Outlook: too early to tell.

Would I Pay for It: no, unless there’s much more than meets the eye.


PlaceSite introduces a new way of using wireless networks — to create digital community services by, for and about people who are together in the same physical place.

OK, now we have something that grabs me. This sounds like a modern, anywhere version of the old Area Code restaurant I went to a few times in Florida back in college. Each table had a unique “area code” displayed on a big sign above the table. So you could ring up the table of girls across the room and chat them up.

This seems like an online, text messaging, chat room version of that. I’m far too old to be interested in this, but I can imagine a huge market for this sort of thing.

Outlook: very good.

Would I Pay for It: no, but if I were a 20-something I would certainly frequent places that had this service running.


Box.net is your personal online space (or box) where you can store your documents, photos, music files, video clips, and more!

Box.Net is a player in the fast moving online storage game.

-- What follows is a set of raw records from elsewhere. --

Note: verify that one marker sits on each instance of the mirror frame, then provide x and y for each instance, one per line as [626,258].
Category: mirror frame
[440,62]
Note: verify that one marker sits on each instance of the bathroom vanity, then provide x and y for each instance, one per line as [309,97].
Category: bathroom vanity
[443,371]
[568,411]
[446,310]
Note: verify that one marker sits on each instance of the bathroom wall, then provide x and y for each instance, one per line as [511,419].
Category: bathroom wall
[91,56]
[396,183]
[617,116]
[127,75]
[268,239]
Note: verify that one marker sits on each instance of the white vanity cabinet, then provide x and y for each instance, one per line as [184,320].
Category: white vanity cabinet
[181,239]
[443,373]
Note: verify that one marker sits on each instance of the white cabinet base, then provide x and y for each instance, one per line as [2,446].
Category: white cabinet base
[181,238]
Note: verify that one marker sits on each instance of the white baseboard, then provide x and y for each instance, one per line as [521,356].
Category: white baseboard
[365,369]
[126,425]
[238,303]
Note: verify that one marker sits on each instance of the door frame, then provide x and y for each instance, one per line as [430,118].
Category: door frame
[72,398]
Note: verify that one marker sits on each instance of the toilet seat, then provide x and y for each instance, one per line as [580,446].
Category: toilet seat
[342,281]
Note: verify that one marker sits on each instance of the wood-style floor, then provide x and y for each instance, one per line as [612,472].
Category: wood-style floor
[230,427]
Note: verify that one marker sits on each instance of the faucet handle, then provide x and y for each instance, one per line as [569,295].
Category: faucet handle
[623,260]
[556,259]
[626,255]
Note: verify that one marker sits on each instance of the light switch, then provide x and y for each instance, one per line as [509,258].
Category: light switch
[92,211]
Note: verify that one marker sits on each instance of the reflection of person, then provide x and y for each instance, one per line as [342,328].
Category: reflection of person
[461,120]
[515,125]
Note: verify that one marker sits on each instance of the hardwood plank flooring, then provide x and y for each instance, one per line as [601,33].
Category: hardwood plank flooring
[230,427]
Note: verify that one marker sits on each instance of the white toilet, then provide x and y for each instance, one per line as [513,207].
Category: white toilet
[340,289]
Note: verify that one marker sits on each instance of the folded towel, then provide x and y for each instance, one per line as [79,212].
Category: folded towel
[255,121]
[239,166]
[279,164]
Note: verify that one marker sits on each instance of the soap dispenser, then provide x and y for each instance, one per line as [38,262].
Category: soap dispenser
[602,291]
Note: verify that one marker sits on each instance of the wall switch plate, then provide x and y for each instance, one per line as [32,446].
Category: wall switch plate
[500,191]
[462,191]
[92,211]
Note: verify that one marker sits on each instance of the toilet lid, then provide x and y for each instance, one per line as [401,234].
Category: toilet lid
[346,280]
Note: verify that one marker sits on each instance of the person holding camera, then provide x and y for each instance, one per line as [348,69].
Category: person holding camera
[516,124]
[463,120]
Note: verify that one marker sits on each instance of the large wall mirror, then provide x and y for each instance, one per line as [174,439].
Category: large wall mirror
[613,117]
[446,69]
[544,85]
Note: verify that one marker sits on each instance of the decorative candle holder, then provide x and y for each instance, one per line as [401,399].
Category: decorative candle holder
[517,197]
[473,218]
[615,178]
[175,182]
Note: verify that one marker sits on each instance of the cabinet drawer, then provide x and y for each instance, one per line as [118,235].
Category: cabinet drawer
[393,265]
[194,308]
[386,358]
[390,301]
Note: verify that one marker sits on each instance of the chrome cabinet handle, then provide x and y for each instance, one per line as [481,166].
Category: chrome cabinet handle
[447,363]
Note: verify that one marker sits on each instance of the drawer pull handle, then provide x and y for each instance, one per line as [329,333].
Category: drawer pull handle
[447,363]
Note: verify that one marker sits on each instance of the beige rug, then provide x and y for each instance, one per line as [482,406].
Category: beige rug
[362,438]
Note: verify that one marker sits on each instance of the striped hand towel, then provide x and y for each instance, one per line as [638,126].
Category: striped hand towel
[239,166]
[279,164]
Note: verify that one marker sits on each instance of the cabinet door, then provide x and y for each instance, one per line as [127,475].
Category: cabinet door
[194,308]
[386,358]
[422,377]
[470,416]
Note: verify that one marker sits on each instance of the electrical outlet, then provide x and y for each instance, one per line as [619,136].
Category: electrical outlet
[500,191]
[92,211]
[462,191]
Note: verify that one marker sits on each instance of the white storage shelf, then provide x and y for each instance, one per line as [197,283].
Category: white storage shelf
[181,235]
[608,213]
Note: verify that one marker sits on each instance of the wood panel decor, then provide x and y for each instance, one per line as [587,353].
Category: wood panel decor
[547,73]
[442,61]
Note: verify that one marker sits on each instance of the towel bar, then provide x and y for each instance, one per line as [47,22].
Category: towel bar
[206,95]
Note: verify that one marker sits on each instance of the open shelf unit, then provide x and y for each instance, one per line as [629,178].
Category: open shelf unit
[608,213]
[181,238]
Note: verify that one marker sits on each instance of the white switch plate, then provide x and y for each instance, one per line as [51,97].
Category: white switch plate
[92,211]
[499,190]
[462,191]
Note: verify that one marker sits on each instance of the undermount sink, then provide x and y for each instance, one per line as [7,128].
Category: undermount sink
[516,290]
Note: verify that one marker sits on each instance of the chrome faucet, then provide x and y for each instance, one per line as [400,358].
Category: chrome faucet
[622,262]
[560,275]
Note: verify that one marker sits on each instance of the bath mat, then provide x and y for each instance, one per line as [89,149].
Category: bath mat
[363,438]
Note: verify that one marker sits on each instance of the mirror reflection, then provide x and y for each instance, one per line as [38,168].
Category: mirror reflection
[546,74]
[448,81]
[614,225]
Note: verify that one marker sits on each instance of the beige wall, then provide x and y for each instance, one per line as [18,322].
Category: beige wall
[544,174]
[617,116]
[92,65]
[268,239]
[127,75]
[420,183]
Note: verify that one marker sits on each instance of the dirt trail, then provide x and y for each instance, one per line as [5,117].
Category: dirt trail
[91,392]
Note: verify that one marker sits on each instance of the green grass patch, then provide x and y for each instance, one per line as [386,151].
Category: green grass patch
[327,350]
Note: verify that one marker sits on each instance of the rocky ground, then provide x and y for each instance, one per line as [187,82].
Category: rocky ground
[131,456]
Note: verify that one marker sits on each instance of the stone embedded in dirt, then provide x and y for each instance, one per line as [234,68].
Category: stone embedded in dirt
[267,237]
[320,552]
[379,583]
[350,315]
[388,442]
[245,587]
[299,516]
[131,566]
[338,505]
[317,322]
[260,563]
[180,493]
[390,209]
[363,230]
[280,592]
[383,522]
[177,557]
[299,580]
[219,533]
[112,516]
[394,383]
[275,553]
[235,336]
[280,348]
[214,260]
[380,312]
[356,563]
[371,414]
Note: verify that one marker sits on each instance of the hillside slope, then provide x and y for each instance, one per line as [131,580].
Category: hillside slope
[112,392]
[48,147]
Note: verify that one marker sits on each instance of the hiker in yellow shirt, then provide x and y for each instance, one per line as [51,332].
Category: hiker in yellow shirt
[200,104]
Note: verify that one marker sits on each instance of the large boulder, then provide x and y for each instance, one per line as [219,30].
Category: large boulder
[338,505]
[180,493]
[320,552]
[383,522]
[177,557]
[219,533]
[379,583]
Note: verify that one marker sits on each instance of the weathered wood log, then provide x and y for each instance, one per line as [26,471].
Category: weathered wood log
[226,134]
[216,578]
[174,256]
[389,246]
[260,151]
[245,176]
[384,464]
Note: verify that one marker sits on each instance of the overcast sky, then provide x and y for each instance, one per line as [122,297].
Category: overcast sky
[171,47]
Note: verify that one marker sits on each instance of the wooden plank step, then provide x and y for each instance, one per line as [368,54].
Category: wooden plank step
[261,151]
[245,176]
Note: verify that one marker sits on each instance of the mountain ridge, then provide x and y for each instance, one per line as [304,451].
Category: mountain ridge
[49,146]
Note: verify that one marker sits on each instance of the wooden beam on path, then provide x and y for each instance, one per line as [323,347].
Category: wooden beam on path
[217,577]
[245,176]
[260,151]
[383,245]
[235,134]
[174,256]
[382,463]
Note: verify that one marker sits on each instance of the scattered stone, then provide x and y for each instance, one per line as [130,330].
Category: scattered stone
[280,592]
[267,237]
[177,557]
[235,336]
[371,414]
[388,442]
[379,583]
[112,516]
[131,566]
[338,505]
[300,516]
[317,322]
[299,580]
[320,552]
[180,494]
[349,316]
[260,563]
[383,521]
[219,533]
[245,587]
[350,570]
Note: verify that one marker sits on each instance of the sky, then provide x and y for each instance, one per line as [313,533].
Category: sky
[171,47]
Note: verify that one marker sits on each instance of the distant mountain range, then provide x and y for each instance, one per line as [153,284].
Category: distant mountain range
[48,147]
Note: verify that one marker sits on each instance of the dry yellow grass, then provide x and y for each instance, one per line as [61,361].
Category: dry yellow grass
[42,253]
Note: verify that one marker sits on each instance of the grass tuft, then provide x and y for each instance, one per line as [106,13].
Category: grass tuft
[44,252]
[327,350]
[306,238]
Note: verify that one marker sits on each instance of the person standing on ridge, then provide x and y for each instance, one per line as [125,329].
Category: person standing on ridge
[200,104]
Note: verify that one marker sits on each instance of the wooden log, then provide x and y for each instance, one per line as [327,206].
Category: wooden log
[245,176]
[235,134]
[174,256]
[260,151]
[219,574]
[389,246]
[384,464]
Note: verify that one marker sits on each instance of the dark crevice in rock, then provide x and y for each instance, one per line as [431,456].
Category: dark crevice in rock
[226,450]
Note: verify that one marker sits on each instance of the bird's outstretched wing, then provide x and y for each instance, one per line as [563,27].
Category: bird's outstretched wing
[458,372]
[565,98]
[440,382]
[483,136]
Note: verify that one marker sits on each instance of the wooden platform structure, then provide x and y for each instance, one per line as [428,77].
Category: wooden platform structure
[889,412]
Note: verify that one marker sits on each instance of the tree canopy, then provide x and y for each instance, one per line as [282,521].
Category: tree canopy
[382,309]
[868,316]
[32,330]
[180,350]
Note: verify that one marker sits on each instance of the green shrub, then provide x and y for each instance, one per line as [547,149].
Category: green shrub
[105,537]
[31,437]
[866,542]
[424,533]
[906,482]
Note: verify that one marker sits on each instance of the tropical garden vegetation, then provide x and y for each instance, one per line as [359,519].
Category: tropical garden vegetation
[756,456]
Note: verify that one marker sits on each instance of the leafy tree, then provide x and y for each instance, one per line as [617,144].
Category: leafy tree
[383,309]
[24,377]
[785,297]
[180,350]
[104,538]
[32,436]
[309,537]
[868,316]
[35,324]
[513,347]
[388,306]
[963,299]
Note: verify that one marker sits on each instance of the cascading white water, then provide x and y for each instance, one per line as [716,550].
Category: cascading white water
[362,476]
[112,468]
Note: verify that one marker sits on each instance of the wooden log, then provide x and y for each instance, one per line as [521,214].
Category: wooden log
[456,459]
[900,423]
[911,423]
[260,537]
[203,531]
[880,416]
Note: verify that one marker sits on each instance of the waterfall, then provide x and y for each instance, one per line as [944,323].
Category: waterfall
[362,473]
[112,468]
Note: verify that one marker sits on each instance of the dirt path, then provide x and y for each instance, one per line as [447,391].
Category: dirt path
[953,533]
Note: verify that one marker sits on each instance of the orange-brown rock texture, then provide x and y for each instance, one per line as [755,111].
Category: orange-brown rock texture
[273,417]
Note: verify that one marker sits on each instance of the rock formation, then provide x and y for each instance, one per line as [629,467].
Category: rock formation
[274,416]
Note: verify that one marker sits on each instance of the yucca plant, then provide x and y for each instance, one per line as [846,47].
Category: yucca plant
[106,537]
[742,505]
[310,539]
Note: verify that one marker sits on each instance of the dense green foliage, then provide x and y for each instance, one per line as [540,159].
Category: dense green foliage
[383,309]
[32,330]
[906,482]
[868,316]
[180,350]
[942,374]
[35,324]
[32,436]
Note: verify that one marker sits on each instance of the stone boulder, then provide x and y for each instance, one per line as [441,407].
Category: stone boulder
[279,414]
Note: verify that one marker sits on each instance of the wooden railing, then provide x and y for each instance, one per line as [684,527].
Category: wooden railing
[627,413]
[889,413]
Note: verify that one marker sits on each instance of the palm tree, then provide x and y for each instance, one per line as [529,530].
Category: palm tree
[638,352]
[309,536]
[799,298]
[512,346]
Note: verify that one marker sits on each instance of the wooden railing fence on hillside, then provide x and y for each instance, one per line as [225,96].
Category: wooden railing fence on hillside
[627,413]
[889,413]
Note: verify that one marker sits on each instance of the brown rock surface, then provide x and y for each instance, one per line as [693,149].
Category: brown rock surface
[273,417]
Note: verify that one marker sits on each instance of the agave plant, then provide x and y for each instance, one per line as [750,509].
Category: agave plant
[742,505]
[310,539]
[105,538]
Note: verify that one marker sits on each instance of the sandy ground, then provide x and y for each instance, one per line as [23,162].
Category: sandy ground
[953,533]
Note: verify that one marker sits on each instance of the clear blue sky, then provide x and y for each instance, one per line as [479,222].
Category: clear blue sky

For $2.99 a month you get 1GB of online storage. Mark Cuban is funding this venture, so you can be assured there’s a good business model in place.

I have not yet concluded that I need any online storage, but if I did, I would certainly consider Box.Net.

Outlook: competitive space, but they may be far enough down the road to be a long-term player.

Would I Pay for It: not yet.


Wondering what your friends are up to this weekend? Wanna get some co-workers together for a happy hour? Trying to find tonight’s hot spot?

They are only collecting emails for an upcoming beta, so there’s not much I can tell from the website. Here’s Mike’s description:

Skobee [is] focused on event planning (as opposed to an evite which looks at organizing people once the event specifics have been finalized). One thing I really like about Skobee is that users just email back
d forth, cc’ing a unique skobee email address. Based on the live demo the service seems to be quite good at turning natural language into structured text.

I get Evites all the time for stuff, and I think it’s a good service, because it lets you see who’s coming and it makes it easy to RSVP one way or the other and to change your response if something changes. I know Skobee is focused on creating the specifics as opposed to sending invitations, but sometimes doing something on a computer is more cumbersome than just picking on the phone. I can see some people using this, but I can’t see it taking the party planning world by storm.

Outlook: too early to tell, but I’m not blown away by the concept.

Would I Pay for It: no chance.


Neurosky has developed a non-invasive neural sensor and signal processing technology that converts brainwaves and eye movements into useful electronic signals to communicate with a wide range of electronic devices, consoles, and computers.

This sounds too Jurassic Park for me to understand, much less comment on, but if it works, it could be very big. I’m naturally skeptical, so I am a little…skeptical.

Outlook: interesting.

Would I Pay for It: I don’t know.

Anybody else want to join my Fantasy VC League?